С Виталей Коганом Иван учился на одном курсе в Финансовом институте. Коган быстро выбился в люди и к середине двухтысячных выстроил свой АА-Банк, самый быстрорастущий в тридцатке крупнейших в России. Даже кризис 2008 года не выбил Когана из седла. Иван в АА-Банке — рядовой сотрудник: у него нет подчиненных. И почти никто не знает, что у них с Коганом одинаковые татуировки: у председателя правления крылатая свинья на левом плече, у аналитика по нетрадиционным инвестициям — на правом. Смысл в том, что свиньи обычно не летают — но, если очень надо, в принципе могут. В начале двадцатого века такой лорд Брабазон, пионер английской авиации, на спор посадил свинью в корзину и протащил ее над землей своим «вуазеном». Свинья выжила и ничего не поняла, как и подобает свинье в буддийской традиции. Коган и Штарк когда-то решили быть брабазонами: делать так, чтобы свиньи летали. Татуировок не видно под костюмами, но никуда они, конечно, не делись.

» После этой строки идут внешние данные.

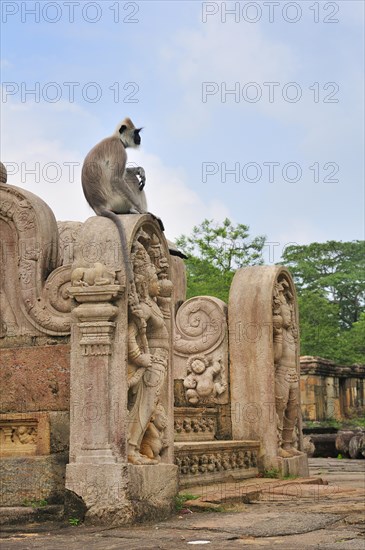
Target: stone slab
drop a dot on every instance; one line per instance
(122, 494)
(24, 434)
(32, 478)
(295, 466)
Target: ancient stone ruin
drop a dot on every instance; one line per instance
(115, 394)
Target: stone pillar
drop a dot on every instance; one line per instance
(121, 440)
(264, 369)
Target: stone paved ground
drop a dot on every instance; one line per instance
(285, 515)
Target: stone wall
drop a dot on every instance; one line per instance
(330, 391)
(36, 256)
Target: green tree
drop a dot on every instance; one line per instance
(354, 341)
(330, 280)
(334, 269)
(214, 252)
(319, 330)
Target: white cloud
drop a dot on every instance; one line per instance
(40, 162)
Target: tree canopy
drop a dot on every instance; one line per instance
(330, 280)
(329, 277)
(214, 252)
(335, 270)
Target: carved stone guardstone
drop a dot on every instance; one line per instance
(264, 369)
(121, 432)
(205, 451)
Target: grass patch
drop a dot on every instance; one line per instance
(273, 473)
(35, 503)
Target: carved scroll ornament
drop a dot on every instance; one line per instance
(41, 283)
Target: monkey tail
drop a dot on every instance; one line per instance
(123, 241)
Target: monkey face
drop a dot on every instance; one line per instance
(137, 137)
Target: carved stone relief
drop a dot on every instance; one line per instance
(195, 424)
(214, 460)
(23, 434)
(148, 348)
(285, 338)
(30, 246)
(205, 380)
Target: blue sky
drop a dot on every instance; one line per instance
(282, 153)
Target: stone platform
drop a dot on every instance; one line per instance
(205, 462)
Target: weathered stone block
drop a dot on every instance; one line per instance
(120, 494)
(295, 466)
(32, 479)
(24, 434)
(35, 378)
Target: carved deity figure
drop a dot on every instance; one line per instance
(286, 374)
(148, 352)
(154, 438)
(202, 382)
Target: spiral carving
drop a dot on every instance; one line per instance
(200, 326)
(55, 290)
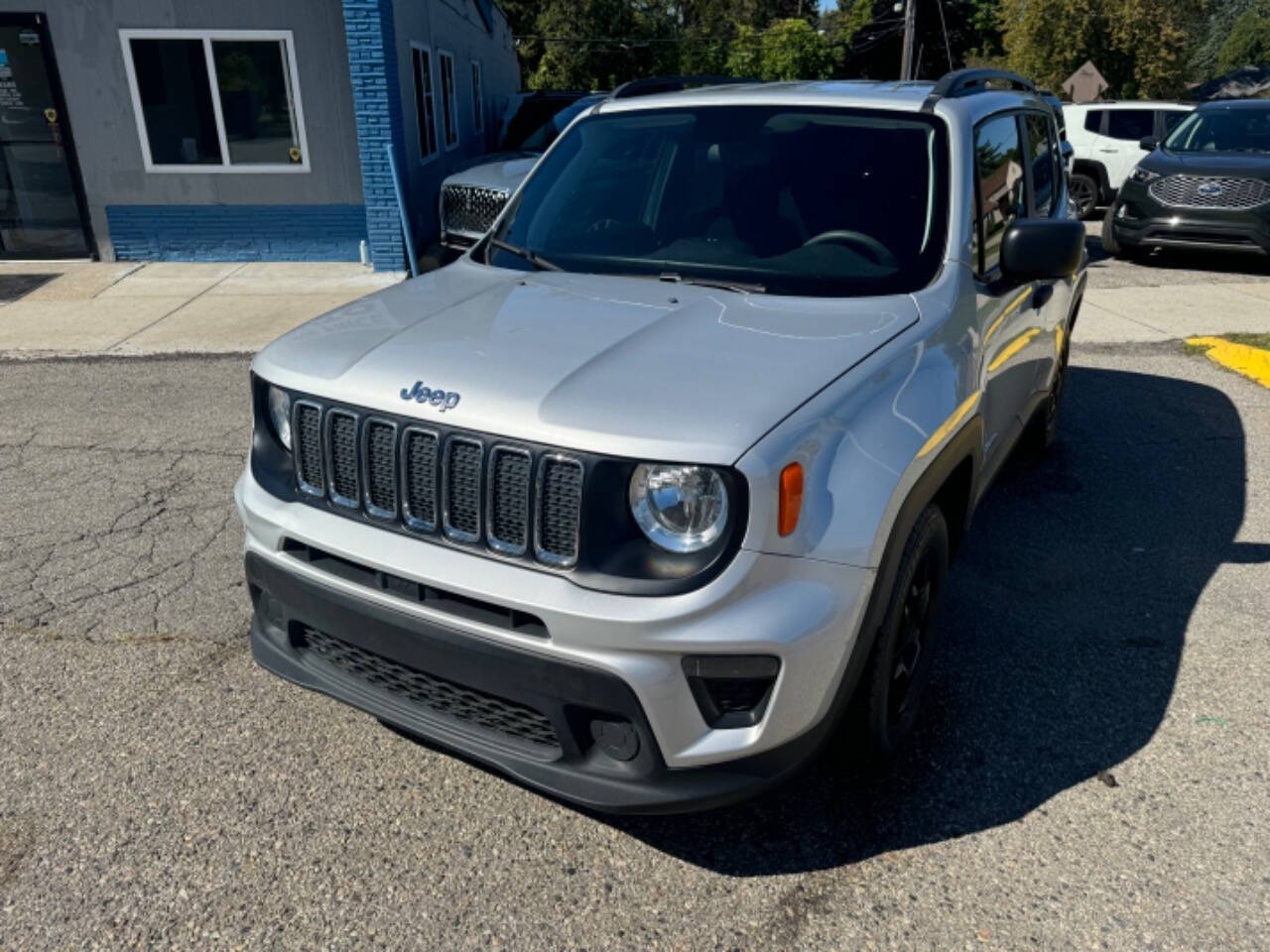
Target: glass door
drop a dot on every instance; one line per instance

— Я просто предпочитаю не смешивать личное и профессиональное, — говорит Штарк клиенту.
— Так не всегда получается, вы в этом убедитесь по ходу нашей с вами работы. Рембрандт, который меня сейчас интересует, — довольно известное полотно. «Христос в бурю на море Галилейском» — его единственная марина. До 1990 года эта картина была в коллекции Музея Изабеллы Стюарт Гарднер в Бостоне. Вы знаете ее историю?
Штарк знает, но на секунду потерял дар речи.
— Вы имеете в виду «Бурю на море Галилейском», которую украли из музея и до сих пор ищут?
— Да, именно ее. Эта картина, кажется, всплыла. На днях я виделся с дамой, которая ищет на нее покупателя. Вы удивитесь, но эта дама вам знакома. Собственно, обратиться к вам меня побудило именно это обстоятельство, а не ваша блестящая репутация как специалиста по инвестициям в искусство.

Как раз в этот момент грудничок, мирно спавший на руках у матери, пока остальные четыре посетителя кофейни беседовали о своем, включает сирену. Отец тщетно делает ему козу, а мать пытается заткнуть орущий ротик пустышкой и виновато смотрит в сторону Федяева со Штарком. «Это у них явно первый ребенок», — думает Иван. И не успевает задать Федяеву очевидный вопрос, что же это за дама такая. Потому что непростой замминистра поднимается, запахивает присыпанное перхотью пальтецо, бросает через плечо: «Я скоро позвоню» — и выходит под мокрый снег. Под аккомпанемент детского рева Штарк расплачивается за кофе.

В банк возвращаться нет смысла — уже почти семь вечера. В такси по дороге домой, на проспект Мира, Иван перебирает в уме знакомых женщин, имеющих отношение к арт-рынку. Корнеева? Но зачем ей рисковать только что вошедшей в моду галереей? Никольская? Выгонят взашей из Sotheby’s, если прознают про такой побочный бизнес. Ну, то есть понятно, почему покупателя ищут в Москве: где еще такой заповедник для людей с деньгами, павлиньим самолюбием и хорошо развитым умением «решать вопросы»? Разве что параллельно прощупывают и богатых арабов. Но риск все равно огромен. Штарк всю жизнь старается держаться подальше от людей, склонных к неразумному риску, и уж тем более от криминала. Кого же Федяев имеет в виду? Говорил он очень уверенно, но Иван начинает подозревать, что замминистра его с кем-то путает.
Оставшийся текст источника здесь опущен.